Now international news organizations report that in the U.S. and abroad, it is these U.S. religious right groups that are stoking anti-LGBTQ+ animus. The Guardian reports how it was Scott Lively, the evangelical president of Abiding Truth Ministries, which is also listed as an anti-LGBTQ+ hate group, who convinced Ugandan president Yoweri Museveni that homosexuality was a threat to children and the family.  

Lively, whose film “God Loves Uganda” is an anti-LGBTQ+ screed, influenced Museveni who would then sign a law making same-sex relationships punishable by death. Museveni parroted Lively, saying that  western groups and gay people were “coming into our schools and recruiting young children into homosexuality.”

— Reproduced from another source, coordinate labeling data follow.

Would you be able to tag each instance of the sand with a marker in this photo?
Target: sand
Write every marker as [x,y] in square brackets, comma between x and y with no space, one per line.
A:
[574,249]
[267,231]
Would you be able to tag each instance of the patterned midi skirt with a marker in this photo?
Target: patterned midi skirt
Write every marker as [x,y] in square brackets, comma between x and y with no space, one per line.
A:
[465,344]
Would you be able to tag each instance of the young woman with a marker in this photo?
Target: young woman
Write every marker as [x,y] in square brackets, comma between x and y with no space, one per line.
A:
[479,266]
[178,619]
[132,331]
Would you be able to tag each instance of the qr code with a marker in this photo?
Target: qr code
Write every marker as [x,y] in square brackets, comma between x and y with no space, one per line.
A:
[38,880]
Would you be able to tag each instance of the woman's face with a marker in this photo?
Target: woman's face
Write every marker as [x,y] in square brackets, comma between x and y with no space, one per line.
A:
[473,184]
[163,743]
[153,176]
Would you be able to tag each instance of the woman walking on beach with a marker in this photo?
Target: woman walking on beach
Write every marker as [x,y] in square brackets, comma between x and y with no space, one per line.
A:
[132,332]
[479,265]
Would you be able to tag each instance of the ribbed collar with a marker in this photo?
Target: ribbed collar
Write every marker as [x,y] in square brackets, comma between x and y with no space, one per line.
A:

These same groups are pushing similar narratives in the U.S., with the result being more GOP-led and evangelical Christian and Mormon-fed anti-LGBTQ+ legislation in the states. What Lively was telling Ugandans 15 years ago is being reiterated on a daily basis through the U.S., where gays are being targeted as “groomers” and “pedophiles” even though all statistics on sexual assault of minors points to cishet men and minor girls as the victims.

The Guardian reports that, “Fine-tuned in Africa and elsewhere, arguments used to attack rights overseas have been re-imported to the US as the religious right warns again that the left and gay people are ‘grooming seven-year-olds’ and ‘promoting pedophilia.’” 

“The policy ideas and solutions that are traveling the globe look rather similar,” said David Paternotte, a sociologist at Université Libre de Bruxelles. “The US is a key player in that game, but the circulations can go in different directions.”

Open Democracy reported “$280 million in ‘dark money’ was spent by U.S. Christian Right groups globally with support and cash from “Trump’s lawyers and allies.” Open Democracy called the cash infusion “alarming” during the Trump administration and called for “urgent action to increase transparency.”

It never came.

Now, these same messengers of anti-LGBTQ+ rhetoric are supporting causes like the prohibitive and highly questionable Supreme Court case of Lorie Smith where the court allowed discrimination against LGBTQ+ people, as PGN reported. The legal aid group that represented Smith, Alliance Defending Freedom (ADF), has been a litigator in numerous QAnon-style cases as well as transgender healthcare bans, anti-abortion laws, challenges to COVID-19 vaccine mandates, access to medical abortion, and restrictions on conversion “therapy” for LGBTQ+ minors. Erin Morrow Hawley, wife of Sen. Josh Hawley, is Senior Counsel and Vice President of Center for Life & Regulatory Practice with ADF.

ADF has won more than a dozen anti-LGBTQ+ rights cases in recent years. In addition to ADF, former Donald Trump attorney Jay Sekulow runs the American Center for Law and Justice and the European Center for Law and Justice (ECLJ). Sekulow’s organizations support attacks on LGBTQ+ activism and civil rights in the EU. His groups have supported anti-LGBTQ+ legislation in Poland and Hungary, which PGN has reported on. 

In a legal brief, the ECLJ defended the Polish municipalities trying to establish “gay-free zones.” The brief states — much like the recent SCOTUS ruling — that there is nothing inherently discriminatory “in considering that pro-LGBT+ social pressure is the vector of an ideology, and in refusing to promote it among children.” 

The ECLJ has also provided legal assistance defending Italy’s ban on gay marriage, and for other human rights cases at the EU level.

Like the Family Watch International, Moms for Liberty has pushed similar anti-LGBTQ+ narratives in the U.S., resulting in days of protests in Philadelphia during their convention last weekend.

The ADF general counsel Kristen Waggoner wrote in a statement about the SCOTUS ruling: “Disagreement isn’t discrimination, and the government can’t mislabel speech as discrimination to censor it.”

In a previous legal brief to the EU human rights court defending some nations’ forced sterilization programs for trans people, the ADF wrote that protecting those laws “is a powerful way of ensuring that human rights are properly protected whilst at the same time mitigating the risk of human rights imperialism.”

The EU won that case. But others will follow and the religious right will continue to fight back against any wins for LGBTQ+ civil rights — well-funded and well-taught by these U.S. groups.